Jorge Carlos Amaral de Oliveira, nasceu no Rio de Janeiro, em 23 de julho de 1952. Despertou para as artes no Estado do Acre. Abandonou o curso superior de Geografia para, a tempo integral, lançar mão das mais variadas formas de expressão artística e, através delas, gritar a sua indignação contra as injustiças para com as gentes e as matas.

Ao profissionalizar-se nas artes cênicas, adotou o pseudônimo de João Maiara. Em Portugal, onde morou por vinte anos, passou a ser conhecido por Mané do Café. Fez de tudo nas artes e ainda foi jornalista, professor e animador cultural.

A obra

Os desenhos fazem parte de uma exposição itinerante que começou com o título “Café Criança”, em Rio Branco, Acre, em 1993. Em Portugal, uma réplica dos desenhos ficou a cargo da Associação Cultejo que, para além de várias exposições, produziu o CD ROM “Infantia”.
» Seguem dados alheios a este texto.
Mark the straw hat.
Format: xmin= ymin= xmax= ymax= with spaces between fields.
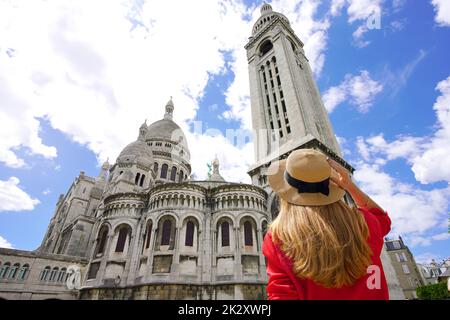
xmin=267 ymin=149 xmax=345 ymax=206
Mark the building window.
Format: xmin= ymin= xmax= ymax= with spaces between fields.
xmin=17 ymin=264 xmax=30 ymax=280
xmin=261 ymin=221 xmax=267 ymax=238
xmin=402 ymin=264 xmax=410 ymax=274
xmin=48 ymin=267 xmax=59 ymax=282
xmin=395 ymin=252 xmax=408 ymax=262
xmin=178 ymin=170 xmax=184 ymax=182
xmin=134 ymin=173 xmax=141 ymax=185
xmin=170 ymin=166 xmax=177 ymax=181
xmin=56 ymin=268 xmax=67 ymax=283
xmin=96 ymin=227 xmax=108 ymax=254
xmin=145 ymin=221 xmax=152 ymax=249
xmin=116 ymin=227 xmax=128 ymax=252
xmin=244 ymin=221 xmax=253 ymax=246
xmin=88 ymin=262 xmax=100 ymax=279
xmin=8 ymin=263 xmax=20 ymax=279
xmin=184 ymin=221 xmax=195 ymax=247
xmin=259 ymin=40 xmax=273 ymax=56
xmin=220 ymin=221 xmax=230 ymax=247
xmin=161 ymin=219 xmax=172 ymax=246
xmin=161 ymin=163 xmax=169 ymax=179
xmin=39 ymin=266 xmax=50 ymax=281
xmin=392 ymin=240 xmax=402 ymax=249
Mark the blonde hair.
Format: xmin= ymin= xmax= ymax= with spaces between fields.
xmin=270 ymin=199 xmax=372 ymax=288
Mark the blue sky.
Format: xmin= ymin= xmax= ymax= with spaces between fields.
xmin=0 ymin=0 xmax=450 ymax=261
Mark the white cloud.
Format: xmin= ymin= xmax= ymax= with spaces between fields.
xmin=330 ymin=0 xmax=382 ymax=48
xmin=0 ymin=177 xmax=39 ymax=212
xmin=392 ymin=0 xmax=406 ymax=12
xmin=412 ymin=76 xmax=450 ymax=183
xmin=355 ymin=77 xmax=450 ymax=246
xmin=414 ymin=252 xmax=444 ymax=264
xmin=0 ymin=0 xmax=250 ymax=171
xmin=323 ymin=86 xmax=347 ymax=113
xmin=323 ymin=70 xmax=383 ymax=112
xmin=431 ymin=0 xmax=450 ymax=27
xmin=354 ymin=162 xmax=450 ymax=240
xmin=0 ymin=236 xmax=13 ymax=249
xmin=357 ymin=76 xmax=450 ymax=184
xmin=408 ymin=232 xmax=450 ymax=247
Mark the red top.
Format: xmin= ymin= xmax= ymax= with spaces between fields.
xmin=263 ymin=208 xmax=391 ymax=300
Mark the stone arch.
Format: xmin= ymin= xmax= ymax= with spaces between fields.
xmin=214 ymin=214 xmax=236 ymax=254
xmin=155 ymin=213 xmax=178 ymax=251
xmin=180 ymin=214 xmax=201 ymax=251
xmin=239 ymin=214 xmax=258 ymax=252
xmin=112 ymin=221 xmax=133 ymax=256
xmin=94 ymin=222 xmax=111 ymax=257
xmin=142 ymin=218 xmax=154 ymax=252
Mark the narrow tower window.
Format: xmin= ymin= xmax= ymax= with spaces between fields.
xmin=161 ymin=163 xmax=169 ymax=179
xmin=184 ymin=221 xmax=195 ymax=247
xmin=244 ymin=221 xmax=253 ymax=246
xmin=134 ymin=173 xmax=141 ymax=185
xmin=116 ymin=227 xmax=128 ymax=252
xmin=220 ymin=221 xmax=230 ymax=247
xmin=170 ymin=166 xmax=177 ymax=181
xmin=161 ymin=220 xmax=172 ymax=246
xmin=259 ymin=40 xmax=273 ymax=56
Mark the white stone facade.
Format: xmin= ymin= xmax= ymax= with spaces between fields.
xmin=0 ymin=4 xmax=406 ymax=299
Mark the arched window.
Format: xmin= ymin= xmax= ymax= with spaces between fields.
xmin=39 ymin=266 xmax=51 ymax=281
xmin=145 ymin=221 xmax=152 ymax=249
xmin=17 ymin=264 xmax=30 ymax=280
xmin=170 ymin=166 xmax=177 ymax=181
xmin=134 ymin=172 xmax=141 ymax=185
xmin=161 ymin=219 xmax=172 ymax=246
xmin=116 ymin=226 xmax=128 ymax=252
xmin=0 ymin=262 xmax=11 ymax=279
xmin=56 ymin=268 xmax=67 ymax=282
xmin=96 ymin=226 xmax=108 ymax=255
xmin=220 ymin=221 xmax=230 ymax=247
xmin=244 ymin=221 xmax=253 ymax=246
xmin=48 ymin=267 xmax=59 ymax=282
xmin=184 ymin=221 xmax=195 ymax=247
xmin=259 ymin=40 xmax=273 ymax=56
xmin=178 ymin=170 xmax=184 ymax=182
xmin=262 ymin=221 xmax=267 ymax=238
xmin=161 ymin=163 xmax=169 ymax=179
xmin=8 ymin=263 xmax=20 ymax=279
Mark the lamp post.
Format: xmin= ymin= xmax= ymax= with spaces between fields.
xmin=113 ymin=276 xmax=121 ymax=300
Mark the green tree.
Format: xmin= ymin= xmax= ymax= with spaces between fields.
xmin=416 ymin=282 xmax=450 ymax=300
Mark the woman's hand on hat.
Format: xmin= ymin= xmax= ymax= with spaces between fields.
xmin=327 ymin=158 xmax=353 ymax=190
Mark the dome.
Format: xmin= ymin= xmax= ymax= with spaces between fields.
xmin=146 ymin=119 xmax=187 ymax=148
xmin=117 ymin=140 xmax=153 ymax=163
xmin=252 ymin=3 xmax=290 ymax=35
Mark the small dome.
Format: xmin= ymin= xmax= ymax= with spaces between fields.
xmin=117 ymin=140 xmax=153 ymax=163
xmin=147 ymin=119 xmax=187 ymax=148
xmin=252 ymin=3 xmax=290 ymax=36
xmin=261 ymin=3 xmax=272 ymax=15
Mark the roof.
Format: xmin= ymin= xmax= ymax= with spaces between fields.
xmin=146 ymin=119 xmax=187 ymax=148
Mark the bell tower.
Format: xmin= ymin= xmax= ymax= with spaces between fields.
xmin=245 ymin=3 xmax=353 ymax=211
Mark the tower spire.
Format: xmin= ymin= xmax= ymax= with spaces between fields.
xmin=164 ymin=96 xmax=174 ymax=120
Em 2010, passou a ser produzida por Eliana Castela e as exposições acompanhadas de palestras e de oficinas de desenho e pintura com café. Em 2014, adotou o título “…e a gente brincava assim!” (nome do projeto de um livro da Editora Ensinamentos, de Brasília).

Já esteve presente (em partes ou completa) em Bolonha, Itália; Havana, Cuba; Londres, Inglaterra; Avignon, Isle sur la Sorgue, Saint-Paul-Trois-Chateaux e Morrières-les-Avignon, França; Lousane, Suíça; Olivenza, Trujillo e Sevilha, Espanha; Amsterdam, Holanda; Loulé (Alte), Porto, Caminha, Castelo de Vide, Tondela, Marvão, Aveiro, Lisboa, Alcochete, Nisa, Peniche, Crato e Vila Velha de Ródão, Portugal e, para além de Rio Branco, em Boa Vista, Viçosa, Araxá, Rio de Janeiro, Petrópolis, Guararema e Santana de Parnaíba, no Brasil e, ainda virtualmente, n’A Estrebaria Artes, na Internet. Também deram azo ao cordel “A Gente Brincava Assim”, do poeta cearense, Stélio Torquato Lima.